Les gens qui s’occupent du triage, mais surtout du recyclage de ces déchets, ne sont pas protégés contre les substances toxiques. Les pays receveurs ne possèdent pas les installations ou les normes de sécurité pour recycler adéquatement les déchets et ainsi éviter la contamination de la terre ou de l’eau. Greenpeace a mené une campagne au Ghana, où se retrouvent les déchets de plusieurs pays occidentaux : on a effectué plusieurs tests sur des échantillons de terres différents pour découvrir qu’ils contenaient tous des substances chimiques dangereuses pour l’homme.

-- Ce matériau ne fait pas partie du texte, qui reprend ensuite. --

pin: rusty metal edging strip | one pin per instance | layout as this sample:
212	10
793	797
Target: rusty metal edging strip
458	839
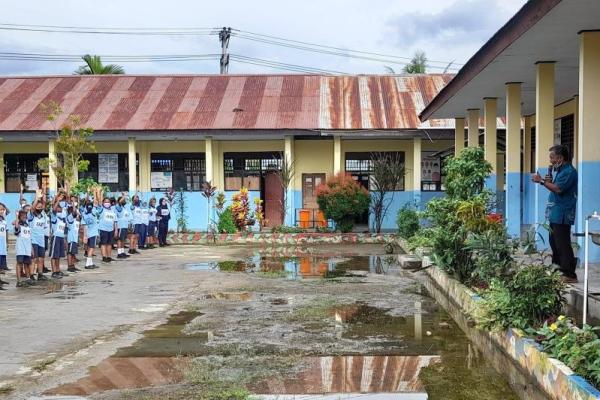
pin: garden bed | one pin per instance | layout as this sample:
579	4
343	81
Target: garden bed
550	375
285	239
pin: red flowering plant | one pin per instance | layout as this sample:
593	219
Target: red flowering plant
342	199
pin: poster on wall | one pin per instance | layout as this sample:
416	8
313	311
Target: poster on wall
161	180
108	168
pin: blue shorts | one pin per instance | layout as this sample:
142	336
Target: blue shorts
106	237
123	234
72	248
25	260
57	247
38	251
152	228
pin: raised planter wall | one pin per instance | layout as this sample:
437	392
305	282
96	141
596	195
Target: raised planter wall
283	239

Mme Doyon explique que l’envoi de nos déchets dans les pays en développement, où ils sont traités par la population locale, crée une nouvelle économie dans le pays : «Plusieurs entreprises locales et les emplois sont créés pour prendre en charge le tri et la mise en place du recyclage des pièces de nos déchets électroniques. Grâce à cette nouvelle économie, une partie de la population qui avait peu de moyens avant l’implantation de ces nouvelles entreprises a en sa possession plus d’argent, ce qui lui permet d’augmenter son niveau de vie. Cette augmentation a un impact direct sur la dynamique au sein d’un village ou d’une famille.» 

Solutions envisageables
Selon les experts interrogés, il existe trois solutions possibles pour rendre la situation plus acceptable pour les gens qui la subissent. Premièrement, il s’agit d’inclure le prix de la pollution entraîné par la production d’un article dans son prix de vente, ce qu’on appelle le principe du «pollueur payeur». Ainsi, l’acheteur ferait une action directe pour combattre la pollution.

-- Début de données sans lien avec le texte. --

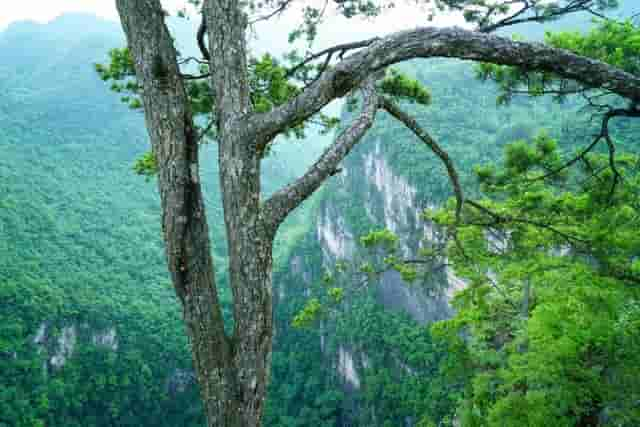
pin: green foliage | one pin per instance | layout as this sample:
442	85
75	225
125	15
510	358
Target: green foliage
610	41
544	302
400	86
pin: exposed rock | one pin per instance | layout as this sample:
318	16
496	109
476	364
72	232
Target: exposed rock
107	338
347	369
65	346
336	241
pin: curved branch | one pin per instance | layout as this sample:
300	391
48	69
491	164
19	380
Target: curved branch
393	109
341	49
440	42
281	203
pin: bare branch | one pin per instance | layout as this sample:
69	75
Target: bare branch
340	49
440	42
281	8
393	109
505	219
280	204
518	18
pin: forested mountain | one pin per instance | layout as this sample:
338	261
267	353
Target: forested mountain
92	332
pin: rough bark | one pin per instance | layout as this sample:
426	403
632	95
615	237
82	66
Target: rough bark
233	371
184	224
285	200
431	42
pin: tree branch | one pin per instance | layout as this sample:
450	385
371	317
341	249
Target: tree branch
439	42
393	109
280	204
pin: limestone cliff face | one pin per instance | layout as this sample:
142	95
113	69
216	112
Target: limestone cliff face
389	201
370	193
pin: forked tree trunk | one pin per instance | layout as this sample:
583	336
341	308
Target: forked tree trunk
233	368
232	371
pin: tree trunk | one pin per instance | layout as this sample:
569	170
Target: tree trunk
232	371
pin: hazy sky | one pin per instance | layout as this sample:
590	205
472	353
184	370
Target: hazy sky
336	30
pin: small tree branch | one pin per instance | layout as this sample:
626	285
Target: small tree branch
392	108
439	42
340	49
280	204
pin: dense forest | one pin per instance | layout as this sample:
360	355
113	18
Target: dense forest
542	323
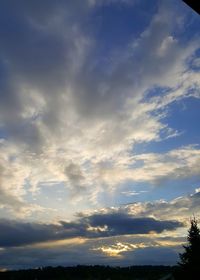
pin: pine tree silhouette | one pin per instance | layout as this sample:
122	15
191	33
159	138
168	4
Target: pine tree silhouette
190	258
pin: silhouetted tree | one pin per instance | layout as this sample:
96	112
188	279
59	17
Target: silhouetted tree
190	258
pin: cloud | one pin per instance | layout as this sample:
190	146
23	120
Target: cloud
68	117
16	233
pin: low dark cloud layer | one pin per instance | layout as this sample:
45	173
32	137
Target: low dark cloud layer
15	233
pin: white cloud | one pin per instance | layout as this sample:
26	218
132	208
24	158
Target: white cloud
68	121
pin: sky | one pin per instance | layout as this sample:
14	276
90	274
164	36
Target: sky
99	131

Il est aussi possible d’élaborer une législation semblable à celle que l’Union Européenne a mise en place en juin dernier, qui pose des objectifs pour le recyclage des déchets des pays européens. De plus, le parlement européen veut mettre en place une législation qui obligerait les entreprises à prendre en charge les coûts de recyclage de leurs produits. Cela éviterait l’exportation des produits vers les pays en développement, mais pousserait surtout les entreprises à utiliser des matériaux plus sains pour la nature et plus faciles à recycler. La vision que l’Union Européenne essaie de développer rejoint totalement celle de Greenpeace, comme l’a signalé M. Desjardins. L’ONG soutient que les entreprises doivent fabriquer des produits contenant moins de matières toxiques et qu’il existe plusieurs produits de substitution beaucoup moins dangereux. Le militant estime que «ce ne doit pas être la population qui supporte le coût de recyclage des produits usagés. La tâche de recycler et son coût doivent revenir au fabricant.»

Reste à sensibiliser les populations des pays occidentaux pour qu’ils changent leur consommation, mais surtout pour qu’ils la diminuent. Cependant, «la population canadienne n’est presque pas informée de la situation précaire des pays en développement qui traitent nos déchets, remarque Mme Doyon, mais surtout, elle ne se sent pas concernée par ce problème, car il est loin de chez elle et qu’il ne la touche pas directement.»